While Alabama offered financial clout and conference affiliation that WSU likely can’t match, it didn’t appear to offer features that separate it from other high-profile schools that Marshall has turned away in recent seasons.
Marshall’s name is annually connected to openings, and Wichita State athletic director Eric Sexton acknowledged last week that WSU can’t win a bidding war with schools from high-profile conferences, should it come to that. So far, WSU’s combination of fan support, emphasis on basketball and comfortable working conditions have been enough to keep Marshall happy through eight seasons.

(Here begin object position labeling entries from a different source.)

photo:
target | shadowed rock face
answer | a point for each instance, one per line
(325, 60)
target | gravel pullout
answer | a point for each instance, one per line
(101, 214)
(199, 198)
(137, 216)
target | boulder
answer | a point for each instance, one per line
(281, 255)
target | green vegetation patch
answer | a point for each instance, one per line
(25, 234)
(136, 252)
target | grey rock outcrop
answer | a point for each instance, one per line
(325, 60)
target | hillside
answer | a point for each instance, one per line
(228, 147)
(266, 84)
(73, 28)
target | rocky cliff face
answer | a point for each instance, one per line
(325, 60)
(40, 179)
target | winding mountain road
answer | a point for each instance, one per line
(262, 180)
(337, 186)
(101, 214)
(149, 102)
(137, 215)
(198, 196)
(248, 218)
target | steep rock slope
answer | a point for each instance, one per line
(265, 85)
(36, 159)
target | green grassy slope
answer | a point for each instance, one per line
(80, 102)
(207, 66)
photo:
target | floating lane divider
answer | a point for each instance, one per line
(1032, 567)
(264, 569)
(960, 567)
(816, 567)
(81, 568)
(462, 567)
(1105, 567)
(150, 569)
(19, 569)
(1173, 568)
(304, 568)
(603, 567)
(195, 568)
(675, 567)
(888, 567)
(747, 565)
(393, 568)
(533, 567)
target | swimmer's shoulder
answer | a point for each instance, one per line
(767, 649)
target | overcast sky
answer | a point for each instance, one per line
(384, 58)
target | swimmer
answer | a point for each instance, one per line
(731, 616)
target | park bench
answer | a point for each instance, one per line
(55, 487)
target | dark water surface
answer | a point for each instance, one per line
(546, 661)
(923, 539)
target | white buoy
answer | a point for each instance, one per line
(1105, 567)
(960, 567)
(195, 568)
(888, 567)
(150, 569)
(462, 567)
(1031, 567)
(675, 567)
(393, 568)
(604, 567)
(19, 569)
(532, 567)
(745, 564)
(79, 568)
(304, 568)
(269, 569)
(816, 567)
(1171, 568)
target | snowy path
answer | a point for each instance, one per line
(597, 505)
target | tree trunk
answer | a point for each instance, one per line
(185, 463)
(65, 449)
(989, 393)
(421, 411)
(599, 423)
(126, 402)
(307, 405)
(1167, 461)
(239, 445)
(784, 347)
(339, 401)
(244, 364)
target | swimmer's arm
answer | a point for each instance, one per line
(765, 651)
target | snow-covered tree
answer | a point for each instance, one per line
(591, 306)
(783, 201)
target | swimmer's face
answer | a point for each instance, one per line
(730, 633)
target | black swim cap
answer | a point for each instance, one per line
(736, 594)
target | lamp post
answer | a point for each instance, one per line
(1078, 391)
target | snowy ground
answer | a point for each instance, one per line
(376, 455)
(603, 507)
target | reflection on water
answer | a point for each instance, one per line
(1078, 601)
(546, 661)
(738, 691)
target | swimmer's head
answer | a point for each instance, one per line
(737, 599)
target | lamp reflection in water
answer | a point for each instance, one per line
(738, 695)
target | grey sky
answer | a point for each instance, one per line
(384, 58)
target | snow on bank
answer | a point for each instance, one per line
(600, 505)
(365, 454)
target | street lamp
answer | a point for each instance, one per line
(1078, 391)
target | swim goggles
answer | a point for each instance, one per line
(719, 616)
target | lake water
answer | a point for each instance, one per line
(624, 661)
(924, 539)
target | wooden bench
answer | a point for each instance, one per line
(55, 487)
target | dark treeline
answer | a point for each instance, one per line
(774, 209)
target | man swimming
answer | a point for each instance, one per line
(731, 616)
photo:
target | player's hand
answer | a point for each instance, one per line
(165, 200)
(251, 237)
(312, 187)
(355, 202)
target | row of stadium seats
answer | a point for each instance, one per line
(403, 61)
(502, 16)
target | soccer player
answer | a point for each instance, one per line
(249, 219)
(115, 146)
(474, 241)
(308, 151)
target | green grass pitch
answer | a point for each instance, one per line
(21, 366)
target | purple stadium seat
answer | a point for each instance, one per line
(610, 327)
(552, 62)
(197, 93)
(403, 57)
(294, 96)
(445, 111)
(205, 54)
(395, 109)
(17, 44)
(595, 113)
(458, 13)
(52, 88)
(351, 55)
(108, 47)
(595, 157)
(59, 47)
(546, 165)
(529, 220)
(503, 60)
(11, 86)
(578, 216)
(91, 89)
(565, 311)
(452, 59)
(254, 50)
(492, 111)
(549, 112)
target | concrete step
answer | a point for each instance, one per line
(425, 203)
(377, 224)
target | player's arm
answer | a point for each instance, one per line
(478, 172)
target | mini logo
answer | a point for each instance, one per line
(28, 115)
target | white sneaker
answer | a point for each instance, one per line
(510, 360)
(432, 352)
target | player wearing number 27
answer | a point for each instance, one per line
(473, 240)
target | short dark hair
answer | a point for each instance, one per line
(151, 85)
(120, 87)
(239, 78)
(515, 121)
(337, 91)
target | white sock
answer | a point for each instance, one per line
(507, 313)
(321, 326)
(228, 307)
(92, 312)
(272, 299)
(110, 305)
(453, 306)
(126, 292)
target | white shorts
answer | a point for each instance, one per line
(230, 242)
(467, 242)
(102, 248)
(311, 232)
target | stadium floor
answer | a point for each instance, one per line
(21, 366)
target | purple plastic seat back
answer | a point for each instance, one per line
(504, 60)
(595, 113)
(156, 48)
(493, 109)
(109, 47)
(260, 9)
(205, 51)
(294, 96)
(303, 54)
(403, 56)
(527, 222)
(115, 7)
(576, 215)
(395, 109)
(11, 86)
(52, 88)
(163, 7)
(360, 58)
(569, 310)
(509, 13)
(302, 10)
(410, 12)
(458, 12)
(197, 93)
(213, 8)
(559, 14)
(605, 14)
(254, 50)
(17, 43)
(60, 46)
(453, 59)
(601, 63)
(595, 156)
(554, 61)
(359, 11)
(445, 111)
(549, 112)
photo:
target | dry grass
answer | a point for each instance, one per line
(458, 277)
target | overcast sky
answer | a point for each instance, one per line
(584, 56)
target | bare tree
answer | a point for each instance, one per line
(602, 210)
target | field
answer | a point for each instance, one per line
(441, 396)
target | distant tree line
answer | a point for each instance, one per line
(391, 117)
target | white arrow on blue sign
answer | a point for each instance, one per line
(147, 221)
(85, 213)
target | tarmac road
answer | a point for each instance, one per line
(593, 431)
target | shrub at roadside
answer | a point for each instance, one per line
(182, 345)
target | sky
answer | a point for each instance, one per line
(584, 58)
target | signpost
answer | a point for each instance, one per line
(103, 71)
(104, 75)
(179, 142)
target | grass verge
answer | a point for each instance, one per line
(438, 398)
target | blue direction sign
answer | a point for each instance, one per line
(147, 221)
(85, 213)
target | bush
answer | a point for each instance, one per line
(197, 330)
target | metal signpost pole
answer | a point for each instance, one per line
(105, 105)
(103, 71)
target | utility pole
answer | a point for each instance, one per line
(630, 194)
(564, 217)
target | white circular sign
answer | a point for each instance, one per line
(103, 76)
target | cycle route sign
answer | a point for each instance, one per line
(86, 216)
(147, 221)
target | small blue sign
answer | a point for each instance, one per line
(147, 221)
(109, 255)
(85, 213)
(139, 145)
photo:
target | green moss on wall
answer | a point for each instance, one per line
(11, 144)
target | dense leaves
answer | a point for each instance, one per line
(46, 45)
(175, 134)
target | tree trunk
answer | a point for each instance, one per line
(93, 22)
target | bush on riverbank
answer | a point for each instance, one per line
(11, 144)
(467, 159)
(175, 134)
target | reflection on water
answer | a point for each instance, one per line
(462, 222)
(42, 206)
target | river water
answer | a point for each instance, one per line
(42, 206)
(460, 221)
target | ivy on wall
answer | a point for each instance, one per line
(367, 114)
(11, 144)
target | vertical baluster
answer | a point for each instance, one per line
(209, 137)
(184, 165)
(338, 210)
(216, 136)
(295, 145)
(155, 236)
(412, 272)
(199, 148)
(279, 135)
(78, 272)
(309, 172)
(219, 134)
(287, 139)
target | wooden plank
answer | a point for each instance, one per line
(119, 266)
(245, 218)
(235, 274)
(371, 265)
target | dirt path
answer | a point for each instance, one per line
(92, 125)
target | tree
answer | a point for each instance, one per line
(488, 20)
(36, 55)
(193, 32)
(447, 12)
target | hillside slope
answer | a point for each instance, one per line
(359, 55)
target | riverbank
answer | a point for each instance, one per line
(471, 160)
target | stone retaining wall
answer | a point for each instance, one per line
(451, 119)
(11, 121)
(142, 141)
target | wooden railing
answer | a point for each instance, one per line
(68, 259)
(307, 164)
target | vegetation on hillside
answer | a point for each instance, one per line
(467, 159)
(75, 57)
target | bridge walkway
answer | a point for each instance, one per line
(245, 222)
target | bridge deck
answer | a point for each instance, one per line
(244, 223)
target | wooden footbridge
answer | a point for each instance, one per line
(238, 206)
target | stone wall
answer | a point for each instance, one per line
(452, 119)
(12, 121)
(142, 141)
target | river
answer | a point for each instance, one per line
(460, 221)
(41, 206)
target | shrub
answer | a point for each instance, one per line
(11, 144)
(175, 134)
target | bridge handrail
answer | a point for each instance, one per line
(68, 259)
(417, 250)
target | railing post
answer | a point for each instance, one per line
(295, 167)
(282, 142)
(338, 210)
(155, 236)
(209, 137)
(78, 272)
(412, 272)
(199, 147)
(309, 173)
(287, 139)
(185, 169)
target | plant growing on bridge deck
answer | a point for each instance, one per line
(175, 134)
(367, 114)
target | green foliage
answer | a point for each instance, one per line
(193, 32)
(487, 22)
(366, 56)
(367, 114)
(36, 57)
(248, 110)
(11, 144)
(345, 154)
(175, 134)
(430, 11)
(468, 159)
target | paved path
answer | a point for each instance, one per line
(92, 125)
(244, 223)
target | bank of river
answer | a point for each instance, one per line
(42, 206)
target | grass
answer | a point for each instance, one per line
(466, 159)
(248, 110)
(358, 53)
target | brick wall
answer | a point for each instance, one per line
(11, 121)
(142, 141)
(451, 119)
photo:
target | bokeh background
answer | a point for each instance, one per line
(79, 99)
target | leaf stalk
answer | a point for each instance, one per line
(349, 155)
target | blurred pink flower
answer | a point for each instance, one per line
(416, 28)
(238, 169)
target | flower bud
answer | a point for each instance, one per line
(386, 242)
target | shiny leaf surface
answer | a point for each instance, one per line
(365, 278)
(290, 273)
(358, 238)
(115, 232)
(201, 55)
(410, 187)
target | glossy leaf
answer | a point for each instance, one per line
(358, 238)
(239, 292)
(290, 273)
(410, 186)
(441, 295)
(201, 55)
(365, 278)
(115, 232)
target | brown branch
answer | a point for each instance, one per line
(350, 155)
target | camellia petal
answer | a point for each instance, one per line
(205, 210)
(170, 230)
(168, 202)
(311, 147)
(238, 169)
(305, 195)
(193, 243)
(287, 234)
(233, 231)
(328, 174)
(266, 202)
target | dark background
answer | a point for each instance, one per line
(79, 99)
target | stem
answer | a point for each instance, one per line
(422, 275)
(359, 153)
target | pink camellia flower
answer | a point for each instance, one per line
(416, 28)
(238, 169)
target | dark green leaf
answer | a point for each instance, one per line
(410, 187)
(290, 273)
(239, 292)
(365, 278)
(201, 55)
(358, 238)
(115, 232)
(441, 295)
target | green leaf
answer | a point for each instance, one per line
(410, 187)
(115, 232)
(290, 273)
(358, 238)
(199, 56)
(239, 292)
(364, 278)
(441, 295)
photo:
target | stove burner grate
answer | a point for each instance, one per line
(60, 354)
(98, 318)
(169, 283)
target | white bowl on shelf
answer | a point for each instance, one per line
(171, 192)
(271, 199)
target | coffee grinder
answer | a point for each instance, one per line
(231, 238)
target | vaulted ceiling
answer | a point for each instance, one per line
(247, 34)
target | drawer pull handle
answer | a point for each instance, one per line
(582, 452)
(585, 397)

Marshall’s family enjoys Wichita, its schools and their friends, they have said. The happiness of Lynn Marshall and children Kellen and Maggie have always played a role in Gregg Marshall’s decisions and explain, in part, why he remained at Winthrop and Wichita State when tempted with other offers.
“If it ends up being about money, then there is some point that number is not attainable and wouldn’t be financially responsible,” Sexton said last week. “But there are so many other things that add up to what is a great job opportunity. We try to pay attention to all of those things.”
While ESPN reported Wednesday afternoon that WSU was working on an enhanced contract to keep Marshall, those efforts are a year-round job, and a raise was long ago in the plans. While the events of the past week might have added urgency, the groundwork for fundraising and imaginative assets for the program is laid over many months. As Sexton described last week, his department is regularly looking for ways to improve men’s basketball and make it difficult for Marshall to find a better situation.
“We always are paying attention,” Sexton said.
Marshall’s most consistent standard for a new job is that it not be a rebuilding situation. Alabama went 19-15 this season, 32-34 the past two seasons and 117-85 in Grant’s six seasons. Grant made three NIT appearances and grabbed an NCAA berth in 2012.
At Texas, multiple reports indicated that Virginia Commonwealth University coach Shaka Smart is discussing the job there. CBSsports.com reported that Texas officials are optimistic. On Wednesday evening, the Washington Post reported that VCU athletic director Ed McLaughlin told the newspaper that Smart is still coach of the Rams.